February 11, 2025 // Perspective
Allow Christ to Abide within You
The collect prayer for this Sunday’s Mass is a very simple and straightforward prayer with rich context worthy of our reflection. Indeed, the collect prayer used for the Sixth Sunday of Ordinary Time is ancient, having its source in a sacramentary from the sixth century. A connection that is also helpful is that a modified version of this collect prayer appears in the third option for a collect in the Common of Virgins – a point that connects us right into the heart of the prayer and its meaning.
The prayer reads: “O God, who teach us that you abide in hearts that are just and true, grant that we may be so fashioned by your grace as to become a dwelling pleasing to you.”
Two words in particular stand out here: abide and dwelling. In the Latin text, the word translated as “abide” is the same as it is in the Gospel of John: manere. Perhaps one of the most famous and complete expressions of the Lord about this abiding comes from John 15:4-11: “Remain in me, as I remain in you. Just as a branch cannot bear fruit on its own unless it remains on the vine, so neither can you unless you remain in me. I am the vine, you are the branches. Whoever remains in me and I in him will bear much fruit, because without me you can do nothing. Anyone who does not remain in me will be thrown out like a branch and wither; people will gather them and throw them into a fire and they will be burned. If you remain in me and my words remain in you, ask for whatever you want and it will be done for you. By this is my Father glorified, that you bear much fruit and become my disciples. As the Father loves me, so I also love you. Remain in my love. If you keep my commandments, you will remain in my love, just as I have kept my Father’s commandments and remain in His love. I have told you this so that my joy may be in you and your joy may be complete.”

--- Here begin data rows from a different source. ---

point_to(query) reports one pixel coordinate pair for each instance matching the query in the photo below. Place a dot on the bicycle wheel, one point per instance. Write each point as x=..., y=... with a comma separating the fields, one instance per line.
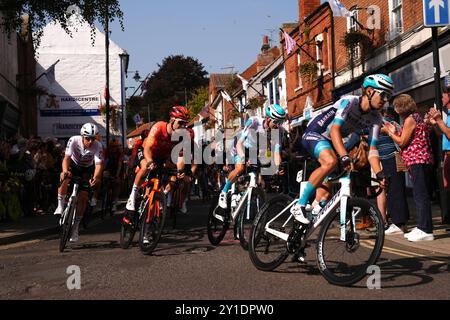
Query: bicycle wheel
x=246, y=217
x=218, y=222
x=66, y=227
x=344, y=263
x=152, y=223
x=267, y=251
x=128, y=228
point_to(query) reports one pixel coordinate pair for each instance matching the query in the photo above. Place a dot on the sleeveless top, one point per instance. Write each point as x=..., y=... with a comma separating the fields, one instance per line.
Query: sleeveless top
x=419, y=149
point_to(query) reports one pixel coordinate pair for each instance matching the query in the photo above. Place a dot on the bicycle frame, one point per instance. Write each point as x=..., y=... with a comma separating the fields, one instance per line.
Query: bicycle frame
x=72, y=199
x=340, y=198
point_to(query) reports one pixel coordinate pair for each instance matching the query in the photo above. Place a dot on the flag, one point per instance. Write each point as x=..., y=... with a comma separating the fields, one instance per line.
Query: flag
x=244, y=82
x=338, y=9
x=226, y=96
x=290, y=43
x=50, y=73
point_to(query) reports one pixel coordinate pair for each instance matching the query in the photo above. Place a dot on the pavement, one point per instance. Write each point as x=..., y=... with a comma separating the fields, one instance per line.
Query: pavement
x=41, y=226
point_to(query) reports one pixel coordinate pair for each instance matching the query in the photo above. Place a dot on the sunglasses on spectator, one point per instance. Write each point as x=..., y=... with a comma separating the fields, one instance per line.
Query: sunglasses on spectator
x=384, y=95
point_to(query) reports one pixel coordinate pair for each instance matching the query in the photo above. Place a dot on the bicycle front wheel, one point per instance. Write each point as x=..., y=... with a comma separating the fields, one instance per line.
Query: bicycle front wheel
x=266, y=250
x=346, y=262
x=248, y=214
x=152, y=223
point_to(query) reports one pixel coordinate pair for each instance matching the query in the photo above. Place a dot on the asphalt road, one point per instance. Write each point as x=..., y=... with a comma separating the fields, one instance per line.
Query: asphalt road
x=185, y=266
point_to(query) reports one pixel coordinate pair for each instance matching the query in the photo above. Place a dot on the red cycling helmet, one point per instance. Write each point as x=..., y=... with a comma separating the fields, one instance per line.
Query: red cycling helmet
x=179, y=113
x=144, y=133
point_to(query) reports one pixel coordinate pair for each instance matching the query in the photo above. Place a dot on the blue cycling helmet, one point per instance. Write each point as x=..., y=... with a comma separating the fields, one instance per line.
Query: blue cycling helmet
x=379, y=81
x=276, y=113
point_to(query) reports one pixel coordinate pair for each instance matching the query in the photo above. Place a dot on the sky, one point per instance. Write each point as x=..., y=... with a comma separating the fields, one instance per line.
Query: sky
x=219, y=34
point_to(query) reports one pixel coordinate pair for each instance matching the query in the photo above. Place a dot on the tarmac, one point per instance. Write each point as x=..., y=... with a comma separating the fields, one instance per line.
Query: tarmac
x=42, y=226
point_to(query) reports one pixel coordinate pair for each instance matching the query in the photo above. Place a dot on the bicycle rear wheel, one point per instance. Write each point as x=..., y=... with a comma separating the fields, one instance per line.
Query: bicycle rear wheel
x=152, y=223
x=346, y=262
x=267, y=251
x=246, y=217
x=218, y=222
x=66, y=227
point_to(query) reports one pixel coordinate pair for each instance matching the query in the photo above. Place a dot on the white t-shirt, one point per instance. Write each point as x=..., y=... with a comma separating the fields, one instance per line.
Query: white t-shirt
x=84, y=157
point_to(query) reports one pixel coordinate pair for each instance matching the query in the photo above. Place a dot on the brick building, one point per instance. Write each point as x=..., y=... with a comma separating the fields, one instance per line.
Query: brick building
x=398, y=45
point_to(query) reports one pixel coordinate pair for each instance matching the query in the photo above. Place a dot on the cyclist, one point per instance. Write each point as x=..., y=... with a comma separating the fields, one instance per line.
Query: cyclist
x=325, y=133
x=158, y=147
x=83, y=158
x=141, y=168
x=275, y=116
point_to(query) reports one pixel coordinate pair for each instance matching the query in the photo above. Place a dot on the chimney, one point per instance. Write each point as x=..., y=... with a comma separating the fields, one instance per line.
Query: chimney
x=306, y=7
x=265, y=47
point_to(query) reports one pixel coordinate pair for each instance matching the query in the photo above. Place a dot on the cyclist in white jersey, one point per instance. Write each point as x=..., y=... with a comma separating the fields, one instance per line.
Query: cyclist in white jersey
x=83, y=158
x=323, y=137
x=275, y=116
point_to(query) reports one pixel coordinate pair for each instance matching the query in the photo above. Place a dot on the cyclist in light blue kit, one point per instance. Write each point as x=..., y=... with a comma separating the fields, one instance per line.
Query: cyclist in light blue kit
x=275, y=116
x=323, y=137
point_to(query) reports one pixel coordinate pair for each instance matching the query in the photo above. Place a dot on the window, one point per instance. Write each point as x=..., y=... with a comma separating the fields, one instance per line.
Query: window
x=299, y=78
x=353, y=26
x=396, y=18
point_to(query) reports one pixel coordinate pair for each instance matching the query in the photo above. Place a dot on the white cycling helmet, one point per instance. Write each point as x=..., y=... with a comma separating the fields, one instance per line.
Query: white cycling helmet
x=89, y=130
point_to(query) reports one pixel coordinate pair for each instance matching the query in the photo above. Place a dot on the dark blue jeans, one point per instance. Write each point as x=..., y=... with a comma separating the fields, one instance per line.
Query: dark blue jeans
x=397, y=205
x=421, y=174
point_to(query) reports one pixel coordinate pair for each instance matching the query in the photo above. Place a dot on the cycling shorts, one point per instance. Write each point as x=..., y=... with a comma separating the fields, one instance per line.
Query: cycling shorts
x=315, y=143
x=85, y=173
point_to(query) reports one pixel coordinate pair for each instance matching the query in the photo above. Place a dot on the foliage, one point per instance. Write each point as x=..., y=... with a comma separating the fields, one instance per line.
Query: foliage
x=44, y=11
x=256, y=102
x=176, y=77
x=232, y=85
x=308, y=70
x=198, y=101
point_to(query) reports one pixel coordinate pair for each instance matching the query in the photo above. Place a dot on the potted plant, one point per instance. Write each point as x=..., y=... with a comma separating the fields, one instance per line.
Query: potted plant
x=308, y=70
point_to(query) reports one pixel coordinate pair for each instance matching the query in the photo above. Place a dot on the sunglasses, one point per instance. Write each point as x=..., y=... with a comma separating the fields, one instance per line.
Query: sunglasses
x=384, y=95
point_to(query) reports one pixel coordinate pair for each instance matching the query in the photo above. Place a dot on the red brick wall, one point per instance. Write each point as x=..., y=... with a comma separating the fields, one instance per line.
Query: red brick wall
x=412, y=17
x=319, y=24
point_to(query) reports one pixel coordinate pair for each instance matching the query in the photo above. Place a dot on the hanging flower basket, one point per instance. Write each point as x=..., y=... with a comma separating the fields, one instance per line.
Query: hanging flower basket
x=308, y=70
x=256, y=102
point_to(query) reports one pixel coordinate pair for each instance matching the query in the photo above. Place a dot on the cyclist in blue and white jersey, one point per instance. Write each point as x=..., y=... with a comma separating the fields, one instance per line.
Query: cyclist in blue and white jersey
x=275, y=116
x=323, y=137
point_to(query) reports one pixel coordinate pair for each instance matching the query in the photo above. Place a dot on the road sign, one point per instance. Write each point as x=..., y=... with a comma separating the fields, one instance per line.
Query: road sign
x=436, y=13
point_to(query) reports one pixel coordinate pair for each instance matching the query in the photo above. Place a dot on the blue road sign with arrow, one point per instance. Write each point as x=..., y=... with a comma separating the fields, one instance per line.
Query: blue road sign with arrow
x=436, y=13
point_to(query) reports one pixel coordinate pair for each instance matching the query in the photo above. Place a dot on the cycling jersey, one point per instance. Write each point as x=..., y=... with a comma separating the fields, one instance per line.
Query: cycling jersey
x=347, y=114
x=160, y=142
x=81, y=156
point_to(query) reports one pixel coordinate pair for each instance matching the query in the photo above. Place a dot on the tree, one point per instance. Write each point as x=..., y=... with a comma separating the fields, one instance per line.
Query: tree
x=198, y=101
x=41, y=12
x=177, y=78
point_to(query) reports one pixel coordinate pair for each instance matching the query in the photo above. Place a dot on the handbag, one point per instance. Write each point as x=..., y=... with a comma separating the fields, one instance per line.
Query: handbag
x=401, y=166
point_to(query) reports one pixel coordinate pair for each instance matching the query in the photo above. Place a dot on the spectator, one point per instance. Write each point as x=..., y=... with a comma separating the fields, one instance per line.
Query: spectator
x=414, y=141
x=435, y=118
x=392, y=203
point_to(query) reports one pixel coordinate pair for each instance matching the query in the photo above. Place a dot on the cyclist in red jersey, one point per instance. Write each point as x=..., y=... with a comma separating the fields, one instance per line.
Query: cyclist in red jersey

Thus, we can see that the heart that is just and true is not by the human assessment but rather determined so by the standard that the Lord Himself articulates. Right after this passage in the Gospel comes the command to love one another with the love of the Lord. Abiding and keeping the commandments of the Lord are so intertwined that they cannot even be conceptually separated.
Even still, this word “abide” is frequently used to draw out the mode of God’s promise to be presence in the heart of believers – thus, it is a type of earthly presence and the sense that God remains with us even after the Ascension. (It is therefore actually helpful when the word “abide” is used in relation to Jesus’ Eucharistic presence in this world.)
The word used here for dwelling is different; it is habitare. This word is more closely associated with St. Paul’s writings and the indwelling of God through the Spirit. Therefore, this petition is set in the context of divinization – becoming more and more like God – through the complete indwelling of the Spirit that transforms us. This explains the movement of the prayer – that the way in which Christ is present to us (abiding) though our obedience to His teachings (all of them – not just the ones we like or find easy) opens us to the work of His grace, which then strengthens our transformation to be more like Him now and in the future (indwelling).
This is perhaps one of the simplest and complete explanations of the Christian life – our task is to sanctify the world by reconciling all things back to God the Father. To do this, we need the presence of His Son and Spirit in the particular ways they work in our lives (thus, we need to live a full Trinitarian life as Christians). Through the action of God’s grace, first possible because of the open heart that obeys His complete commands, we become little tabernacles of the Spirit – capable of transforming the world.
At the invitation to pray at this week’s Mass, we would do well to call to mind the ways in which we do not have a heart that is just and true – and give those blocks to God for transformation – so that we can (even in just a small way) become more what we are meant to be as Christians – namely, souls dedicated completely to God for the salvation of the world.
Father Mark Hellinger is parochial vicar at St. John the Baptist Catholic Church in Fort Wayne.